"If something isn't aesthetically pleasing or interesting, doesn't require skills I do not have, and makes a stupid point stupidly, I don't appreciate it as art. That doesn't make me a philistine. It makes me a non-rube."

--Jonah Goldberg

Wednesday, March 30, 2011

The One with A Death In Vienna

178. Title & Author: A Death in Vienna by Daniel Silva (403 pages)
Genre: Fiction—Action & Thriller
Completed: 28 March 2011

Summary & Review:
After a bomb goes off in the Wartime Claims and Inquiries office in Vienna, an organization that researches thefts and other crimes committed against Jews during WWII, Israeli spy/Art restorer Gabriel Allon travels to Austria to investigate. He discovers that the bombing was planned by a former high-ranking SS officer who has been living in Vienna under an assumed identity. As Allon delves into the mystery of this former Nazi, he discovers that his link to this man is more personal than he ever could have imagined: here was the SS man who murdered two of his mother’s dearest friends in front of her as they were marched out of the Birkenau death camp.

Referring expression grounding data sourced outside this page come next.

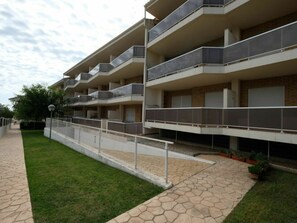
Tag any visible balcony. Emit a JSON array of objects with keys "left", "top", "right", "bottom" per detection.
[
  {"left": 64, "top": 79, "right": 78, "bottom": 88},
  {"left": 67, "top": 84, "right": 144, "bottom": 106},
  {"left": 107, "top": 121, "right": 143, "bottom": 135},
  {"left": 147, "top": 21, "right": 297, "bottom": 81},
  {"left": 75, "top": 73, "right": 93, "bottom": 81},
  {"left": 146, "top": 107, "right": 297, "bottom": 133},
  {"left": 148, "top": 0, "right": 234, "bottom": 42},
  {"left": 110, "top": 46, "right": 145, "bottom": 68}
]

As Silva mentions in the Author’s Note at the end of the novel, this book was the third in a cycle of Gabriel Allon books dealing with WWII and the Holocaust. He explored Nazi art looting and the complicit role that Swiss banks played—and continue to play—in hiding stolen Jewish wealth in The English Assassin (#136), and he condemned the silence of the Catholic Church during the war in The Confessor (#159). This novel focused on both the desperate desire of Austria to pretend they were nothing more than victims during the war and the role of both the Catholic Church and countries such as Argentina in sheltering and hiding Nazis after the war. Silva makes his opinions on these matters very clear throughout the book.

The first half of the book was very much a standard, action-packed Gabriel Allon spy novel. But, as Silva shifted his focus more to a narrative of what occurred during and after the Second World War, the tone of the novel completely changed. Even with the fairly abrupt change, I still very much enjoyed the second half of the book and found the historical detail included therein to be extremely interesting. Silva, and this Gabriel Allon series in general, continues to be a favorite of mine in the contemporary spy-novel genre.

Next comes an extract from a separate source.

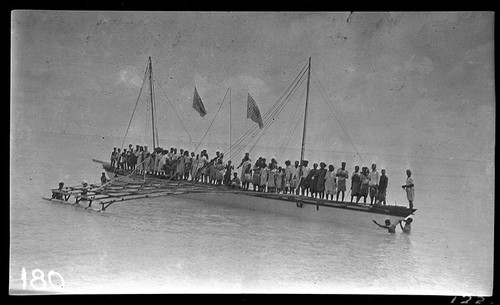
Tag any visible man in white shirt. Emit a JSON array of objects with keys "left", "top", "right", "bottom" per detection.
[{"left": 368, "top": 163, "right": 380, "bottom": 205}]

It’s about time that I finished another book! I think I was going through withdrawals. But, with how busy school has been this semester coupled with a bouncing baby boy, there just hasn’t been much time to read. I have, however, been able to listen to a couple of audiobooks, including the pretty good, Matterhorn: A Novel of the Vietnam War by Karl Marlantes, and the pretty terrible, The Judas Strain by James Rollins.